In the final analysis, we are between a rock and hard place: a finance minister that is not equipped for the job and a central bank governor that is stubborn, obstinate, old-fashioned and, most of all, wrong in his policy recommendations. The nation is crying out for positive monetary ideas to rescue this sinking ship, and intellectually redundant neoclassical mantras are not the answer; it is like getting a blacksmith to do in a lifetime what a good welder could do in a few days. There is no one-size-fits-all model of quantitative easing. The Bank of England used its £350bn to buy assets off banks in the hope that banks will go out and lend; they did not. They used the money to pare down their balance sheets.
The Japanese in QE one gave money back to consumers hoping that they would go out and spend, they did not; they saved the money. The US used their as a rescue fund to save banks such as Lehman Brothers and AIG, and to rescue the limping car industry; some of it has paid off, with the US being the only major economy growing, if slowly. And, the ECB used its power to underwrite southern European debt, with the expressed hope that it would stimulate their cramped economies; so far it has not.
In fact, eurozone problems are dragging down the German economy, which was largely built on the expert of luxury cars and high-quality machined goods. Germany also built an economy on lending to the Greeks, Portuguese and Spanish in order that they bought German-made goods.
One model that could be appropriate for Barbados, as I have suggested before, is that Bds$500m of the reserve fund can be used to stimulate the economy by putting $50m in to funding a small retail bank to support small business start-ups and households, providing residential mortgages, credit cards, motor and home and content insurance, all based on the balance sheet. Some of the money could also be used to fund a sovereign wealth fund which would be used as the hands-off investment vehicle for the state, taking an equity share in badly managed and money-losing small family-owned hotels with an expressed exit clause once they have returned to profitability.
And, in terms of job creation, making all entry level public sector job a job share for under 25-year-olds, and encouraging the private sector through fiscal incentives, to do likewise, on condition the new employees are not related to the owners of the enterprises or their relatives or friends. These are all ideas to stimulate the economy which seem to pass the central bank, and ministry of finance, by. Worrell’s reported claim that growth had to be driven by the private sector is mistaken; it should preferably be driven by the private sector, but there are three drivers of economies: consumers, corporates and government.

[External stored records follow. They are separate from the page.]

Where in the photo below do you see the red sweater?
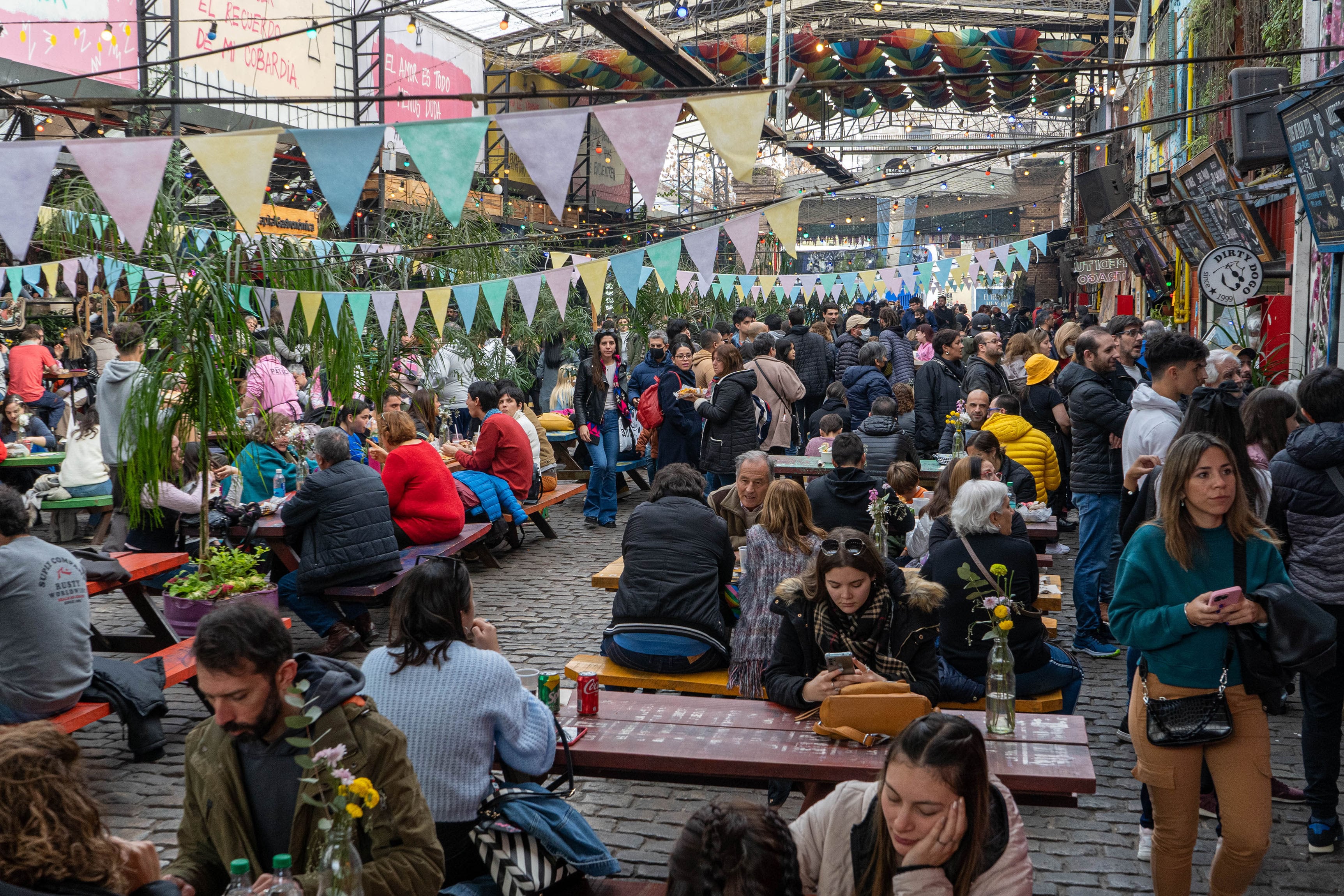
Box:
[383,442,466,544]
[457,411,532,501]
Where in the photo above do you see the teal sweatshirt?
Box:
[1110,525,1290,688]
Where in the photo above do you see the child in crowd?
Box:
[805,414,844,457]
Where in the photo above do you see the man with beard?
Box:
[164,602,443,896]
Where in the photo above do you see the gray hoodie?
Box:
[98,359,147,464]
[1118,381,1183,470]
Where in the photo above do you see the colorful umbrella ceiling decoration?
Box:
[535,27,1097,121]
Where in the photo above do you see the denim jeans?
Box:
[1302,605,1344,821]
[602,635,728,674]
[1074,492,1120,645]
[66,478,111,528]
[583,410,621,522]
[276,572,368,638]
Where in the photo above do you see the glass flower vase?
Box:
[985,631,1017,735]
[317,813,364,896]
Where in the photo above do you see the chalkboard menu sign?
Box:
[1278,74,1344,252]
[1176,141,1277,262]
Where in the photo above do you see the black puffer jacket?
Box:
[961,356,1012,400]
[1263,423,1344,605]
[695,371,761,476]
[763,564,943,709]
[1067,362,1129,494]
[602,497,733,658]
[574,357,633,430]
[279,461,402,594]
[789,324,833,400]
[855,415,919,480]
[915,357,962,452]
[836,332,868,380]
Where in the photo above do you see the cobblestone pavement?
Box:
[47,493,1344,895]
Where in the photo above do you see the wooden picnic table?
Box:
[0,452,66,467]
[89,551,191,653]
[553,690,1097,806]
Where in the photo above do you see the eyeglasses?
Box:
[821,539,863,557]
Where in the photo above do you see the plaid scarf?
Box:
[808,584,914,681]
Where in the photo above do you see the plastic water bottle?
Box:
[266,853,304,896]
[224,858,251,896]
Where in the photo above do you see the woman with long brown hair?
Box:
[0,721,169,896]
[728,480,827,697]
[790,712,1032,896]
[1110,432,1289,896]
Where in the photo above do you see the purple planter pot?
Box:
[164,586,279,638]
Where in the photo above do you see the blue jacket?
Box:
[630,351,672,398]
[840,364,891,426]
[453,470,527,522]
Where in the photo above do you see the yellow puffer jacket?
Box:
[980,414,1059,501]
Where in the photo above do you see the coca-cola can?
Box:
[579,672,597,716]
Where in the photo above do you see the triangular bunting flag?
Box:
[594,99,682,208]
[182,128,284,234]
[514,272,546,324]
[0,140,60,258]
[723,211,761,272]
[497,106,591,220]
[392,116,495,226]
[289,125,384,229]
[687,90,770,183]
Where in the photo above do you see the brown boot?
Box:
[355,612,378,647]
[309,622,359,657]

The US economy is currently being driven by consumers, who have returned to the market. If consumers are spending, corporates make money and spend on stock and machinery; they employ more workers who pay income tax and national insurance, they also save and try to improve their lives by repairing their homes etc; government tax take improves and the economy grows because of this activity.
If, however, there is a loss of confidence and a threat of being made redundant, consumers stop spending and save, corporates deleverage their inventories and stop hiring, they may even make existing staff redundant; government tax take drops. This is where the NeoKeynesian stimulus comes in by spending money on infrastructural improvements, thereby creating jobs, stimulating consuming spending, etc.